The Vosges Mountain range constituted the toughest terrain on the Western Front of WWII. In the south the High Vosges rise to peaks of four thousand feet or more. Combined with the Low Vosges to the north the mountain chain runs parallel to the Rhine River along the broad, flat Alsatian Plain for about ninety miles, becoming ever more rugged as they descend to the northern terminus near the Lauter River.
The Low Vosges where Bill fought combined with the Rhine River created a highly defensible natural barrier for the German forces arrayed against the Allied invaders. The mountain peaks afforded outstanding long-range fields of fire in all directions. Thick vegetation also compounded the American’s difficulties. The vast forests provided concealment to the Germans. Since they were ensconced on the commanding high ground and the Americans were advancing from the low areas the vegetation clearly favored the defender in infantry combat.

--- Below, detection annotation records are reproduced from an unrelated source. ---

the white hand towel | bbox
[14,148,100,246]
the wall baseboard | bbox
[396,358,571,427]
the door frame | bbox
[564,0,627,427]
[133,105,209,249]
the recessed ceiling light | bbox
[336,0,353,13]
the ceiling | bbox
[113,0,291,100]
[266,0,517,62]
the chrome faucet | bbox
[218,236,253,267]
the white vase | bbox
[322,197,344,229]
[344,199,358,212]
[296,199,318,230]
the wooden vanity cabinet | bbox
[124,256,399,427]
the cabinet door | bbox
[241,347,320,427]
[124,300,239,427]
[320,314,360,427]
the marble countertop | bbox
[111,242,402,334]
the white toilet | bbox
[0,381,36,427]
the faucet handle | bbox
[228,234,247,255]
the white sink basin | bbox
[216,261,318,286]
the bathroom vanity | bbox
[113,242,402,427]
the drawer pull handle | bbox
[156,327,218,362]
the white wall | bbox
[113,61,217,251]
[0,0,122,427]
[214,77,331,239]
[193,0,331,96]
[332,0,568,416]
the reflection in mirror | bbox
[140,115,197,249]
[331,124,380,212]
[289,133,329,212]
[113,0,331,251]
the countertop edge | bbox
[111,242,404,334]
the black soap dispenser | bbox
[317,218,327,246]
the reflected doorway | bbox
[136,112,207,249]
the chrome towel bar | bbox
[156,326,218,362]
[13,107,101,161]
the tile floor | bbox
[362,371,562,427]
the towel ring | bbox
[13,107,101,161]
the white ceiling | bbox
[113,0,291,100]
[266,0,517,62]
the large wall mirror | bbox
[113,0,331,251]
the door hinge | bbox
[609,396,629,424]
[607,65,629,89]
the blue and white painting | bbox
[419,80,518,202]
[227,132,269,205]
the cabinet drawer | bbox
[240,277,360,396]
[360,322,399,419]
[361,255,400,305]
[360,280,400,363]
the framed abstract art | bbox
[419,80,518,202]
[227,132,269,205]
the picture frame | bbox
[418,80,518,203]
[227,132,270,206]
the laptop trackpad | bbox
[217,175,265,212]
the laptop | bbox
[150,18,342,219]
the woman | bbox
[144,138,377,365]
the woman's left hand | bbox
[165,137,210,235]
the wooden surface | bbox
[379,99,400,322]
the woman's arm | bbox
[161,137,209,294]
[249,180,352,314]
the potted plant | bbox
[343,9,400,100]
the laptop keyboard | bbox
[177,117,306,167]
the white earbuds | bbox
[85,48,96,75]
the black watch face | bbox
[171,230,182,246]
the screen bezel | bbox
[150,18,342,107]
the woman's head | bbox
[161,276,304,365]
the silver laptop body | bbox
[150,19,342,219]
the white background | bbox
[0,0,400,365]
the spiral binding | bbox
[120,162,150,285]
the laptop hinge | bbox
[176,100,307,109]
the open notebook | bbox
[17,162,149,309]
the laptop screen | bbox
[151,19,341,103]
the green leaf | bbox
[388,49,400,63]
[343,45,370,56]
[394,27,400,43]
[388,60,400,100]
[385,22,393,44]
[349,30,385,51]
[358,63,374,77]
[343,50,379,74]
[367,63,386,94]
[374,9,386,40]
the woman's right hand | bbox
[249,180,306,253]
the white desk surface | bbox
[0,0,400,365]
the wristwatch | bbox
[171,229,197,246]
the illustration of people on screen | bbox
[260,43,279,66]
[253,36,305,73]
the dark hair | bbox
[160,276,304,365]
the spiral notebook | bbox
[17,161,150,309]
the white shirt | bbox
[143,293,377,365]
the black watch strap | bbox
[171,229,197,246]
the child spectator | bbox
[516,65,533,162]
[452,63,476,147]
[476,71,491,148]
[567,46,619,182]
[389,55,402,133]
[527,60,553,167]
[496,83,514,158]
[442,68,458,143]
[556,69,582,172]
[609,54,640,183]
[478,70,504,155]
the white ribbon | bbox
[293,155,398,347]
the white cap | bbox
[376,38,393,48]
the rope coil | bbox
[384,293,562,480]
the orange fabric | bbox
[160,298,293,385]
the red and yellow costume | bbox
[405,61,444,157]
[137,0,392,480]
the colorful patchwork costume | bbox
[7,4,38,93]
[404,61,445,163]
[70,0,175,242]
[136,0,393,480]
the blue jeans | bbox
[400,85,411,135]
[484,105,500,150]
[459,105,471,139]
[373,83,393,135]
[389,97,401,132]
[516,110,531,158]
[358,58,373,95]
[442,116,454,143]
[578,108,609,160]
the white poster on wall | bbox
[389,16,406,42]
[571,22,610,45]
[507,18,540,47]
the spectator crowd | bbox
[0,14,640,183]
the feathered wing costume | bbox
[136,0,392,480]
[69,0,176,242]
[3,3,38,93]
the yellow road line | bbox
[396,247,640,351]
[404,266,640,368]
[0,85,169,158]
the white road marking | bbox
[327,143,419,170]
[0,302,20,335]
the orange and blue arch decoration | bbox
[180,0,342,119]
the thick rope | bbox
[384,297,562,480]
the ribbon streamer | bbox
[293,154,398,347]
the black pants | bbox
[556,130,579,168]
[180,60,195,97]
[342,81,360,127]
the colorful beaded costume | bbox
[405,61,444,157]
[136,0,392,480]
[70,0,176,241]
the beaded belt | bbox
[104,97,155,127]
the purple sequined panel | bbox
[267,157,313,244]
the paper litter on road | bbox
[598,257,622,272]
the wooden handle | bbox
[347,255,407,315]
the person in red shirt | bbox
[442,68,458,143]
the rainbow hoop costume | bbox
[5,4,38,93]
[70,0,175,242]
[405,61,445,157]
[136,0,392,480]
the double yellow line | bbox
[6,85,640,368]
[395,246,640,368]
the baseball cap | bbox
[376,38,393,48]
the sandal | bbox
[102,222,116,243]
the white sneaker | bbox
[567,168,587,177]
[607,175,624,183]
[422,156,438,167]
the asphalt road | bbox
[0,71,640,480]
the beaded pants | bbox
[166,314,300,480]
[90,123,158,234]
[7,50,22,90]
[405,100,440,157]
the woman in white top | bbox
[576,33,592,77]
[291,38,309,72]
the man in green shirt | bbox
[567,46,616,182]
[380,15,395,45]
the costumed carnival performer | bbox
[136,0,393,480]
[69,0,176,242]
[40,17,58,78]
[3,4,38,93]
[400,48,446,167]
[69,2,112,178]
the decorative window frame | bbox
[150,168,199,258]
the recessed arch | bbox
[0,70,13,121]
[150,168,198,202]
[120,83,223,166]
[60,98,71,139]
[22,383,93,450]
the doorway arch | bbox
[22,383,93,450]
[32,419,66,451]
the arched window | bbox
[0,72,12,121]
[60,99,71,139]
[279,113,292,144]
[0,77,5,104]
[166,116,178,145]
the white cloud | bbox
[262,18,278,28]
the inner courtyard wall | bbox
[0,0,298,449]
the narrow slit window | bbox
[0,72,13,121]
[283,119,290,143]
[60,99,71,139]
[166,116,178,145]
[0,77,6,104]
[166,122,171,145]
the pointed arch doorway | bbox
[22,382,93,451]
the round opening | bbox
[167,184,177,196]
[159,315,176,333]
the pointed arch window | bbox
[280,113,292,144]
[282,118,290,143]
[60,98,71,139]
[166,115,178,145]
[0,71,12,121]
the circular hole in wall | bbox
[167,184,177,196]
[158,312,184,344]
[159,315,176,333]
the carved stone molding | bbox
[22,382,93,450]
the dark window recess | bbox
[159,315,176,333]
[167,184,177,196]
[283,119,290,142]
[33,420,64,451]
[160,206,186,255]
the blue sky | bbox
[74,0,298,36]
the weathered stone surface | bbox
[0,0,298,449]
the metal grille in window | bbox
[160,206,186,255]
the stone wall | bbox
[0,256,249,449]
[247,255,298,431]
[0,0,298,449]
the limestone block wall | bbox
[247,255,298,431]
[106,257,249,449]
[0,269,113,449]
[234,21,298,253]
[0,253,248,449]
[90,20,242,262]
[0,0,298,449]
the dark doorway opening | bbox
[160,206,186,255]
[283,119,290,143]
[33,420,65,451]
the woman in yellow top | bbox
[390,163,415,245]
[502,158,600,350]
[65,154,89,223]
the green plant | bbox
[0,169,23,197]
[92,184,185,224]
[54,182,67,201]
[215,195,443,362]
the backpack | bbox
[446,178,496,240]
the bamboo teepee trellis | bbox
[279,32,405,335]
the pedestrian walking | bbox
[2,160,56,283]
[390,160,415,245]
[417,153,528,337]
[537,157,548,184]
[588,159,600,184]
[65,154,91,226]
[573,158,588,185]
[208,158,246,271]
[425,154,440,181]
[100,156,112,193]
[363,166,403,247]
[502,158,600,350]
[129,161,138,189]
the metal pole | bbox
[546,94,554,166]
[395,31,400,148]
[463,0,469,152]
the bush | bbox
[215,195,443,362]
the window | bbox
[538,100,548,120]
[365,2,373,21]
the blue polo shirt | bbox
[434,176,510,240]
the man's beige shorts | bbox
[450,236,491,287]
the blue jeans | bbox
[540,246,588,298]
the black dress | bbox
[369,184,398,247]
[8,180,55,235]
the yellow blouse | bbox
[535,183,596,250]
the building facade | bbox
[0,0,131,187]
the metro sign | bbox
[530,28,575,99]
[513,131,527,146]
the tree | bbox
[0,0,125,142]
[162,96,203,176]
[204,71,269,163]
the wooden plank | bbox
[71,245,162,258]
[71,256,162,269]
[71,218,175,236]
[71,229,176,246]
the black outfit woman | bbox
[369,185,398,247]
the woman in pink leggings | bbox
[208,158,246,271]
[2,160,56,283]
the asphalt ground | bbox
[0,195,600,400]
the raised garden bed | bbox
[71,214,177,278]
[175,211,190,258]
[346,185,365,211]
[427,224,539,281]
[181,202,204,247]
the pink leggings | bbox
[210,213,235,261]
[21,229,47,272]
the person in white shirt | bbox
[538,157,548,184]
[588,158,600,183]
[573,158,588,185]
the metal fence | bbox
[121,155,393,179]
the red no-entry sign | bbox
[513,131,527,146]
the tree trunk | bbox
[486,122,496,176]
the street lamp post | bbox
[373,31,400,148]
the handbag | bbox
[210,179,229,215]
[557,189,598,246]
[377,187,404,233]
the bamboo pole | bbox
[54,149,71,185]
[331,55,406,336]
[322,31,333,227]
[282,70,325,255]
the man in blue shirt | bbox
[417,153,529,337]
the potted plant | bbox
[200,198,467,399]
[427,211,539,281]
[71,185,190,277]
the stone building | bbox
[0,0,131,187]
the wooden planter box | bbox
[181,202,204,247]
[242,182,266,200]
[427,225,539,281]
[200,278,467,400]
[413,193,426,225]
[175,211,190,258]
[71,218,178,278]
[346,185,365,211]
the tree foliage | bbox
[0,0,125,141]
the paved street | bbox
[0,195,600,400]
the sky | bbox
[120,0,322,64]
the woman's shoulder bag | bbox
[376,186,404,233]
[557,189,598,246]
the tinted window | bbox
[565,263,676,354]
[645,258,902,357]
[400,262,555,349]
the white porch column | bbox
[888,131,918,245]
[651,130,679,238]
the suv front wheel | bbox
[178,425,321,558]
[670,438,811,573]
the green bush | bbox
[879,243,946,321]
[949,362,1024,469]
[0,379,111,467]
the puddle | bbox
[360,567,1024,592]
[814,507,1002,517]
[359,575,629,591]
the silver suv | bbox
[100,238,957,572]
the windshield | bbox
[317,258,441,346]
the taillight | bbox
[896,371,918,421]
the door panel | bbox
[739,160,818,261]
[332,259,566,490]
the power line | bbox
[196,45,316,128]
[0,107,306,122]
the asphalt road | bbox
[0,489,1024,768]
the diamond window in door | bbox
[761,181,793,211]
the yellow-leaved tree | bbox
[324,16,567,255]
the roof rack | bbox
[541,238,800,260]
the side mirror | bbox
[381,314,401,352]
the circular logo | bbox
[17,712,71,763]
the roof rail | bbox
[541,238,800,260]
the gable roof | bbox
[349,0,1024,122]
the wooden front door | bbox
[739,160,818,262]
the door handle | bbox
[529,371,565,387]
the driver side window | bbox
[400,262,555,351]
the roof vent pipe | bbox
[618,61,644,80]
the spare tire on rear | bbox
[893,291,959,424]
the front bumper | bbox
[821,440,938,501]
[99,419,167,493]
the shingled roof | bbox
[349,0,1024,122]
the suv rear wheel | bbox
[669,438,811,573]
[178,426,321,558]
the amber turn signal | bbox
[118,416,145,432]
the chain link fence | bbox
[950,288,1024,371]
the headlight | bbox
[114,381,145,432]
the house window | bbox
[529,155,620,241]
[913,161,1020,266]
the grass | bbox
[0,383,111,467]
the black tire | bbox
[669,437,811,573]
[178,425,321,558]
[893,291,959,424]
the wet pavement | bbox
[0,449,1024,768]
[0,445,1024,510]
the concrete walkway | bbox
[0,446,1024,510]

Adding to the misery of Bill and his fellow infantrymen was the physical demands of mountainous terrain on the human body. The typical G.I carried about forty-two pounds of equipment. With this load, maneuver up the 15 to 30 percent slopes of the Vosges range induced physical stress that was literally hundreds of times greater than that created by fighting in the relatively flat terrain of Normandy, Belgium or central France. Such a situation clearly favored the sedentary and sheltered conditions of the defenders.
Despite the many obstacles Bill and his fellow soldiers faced in three months of savage fighting, the U.S. Seventh Army did what no army in the history of modern warfare had ever done before—conquer an enemy defending the Vosges Mountains.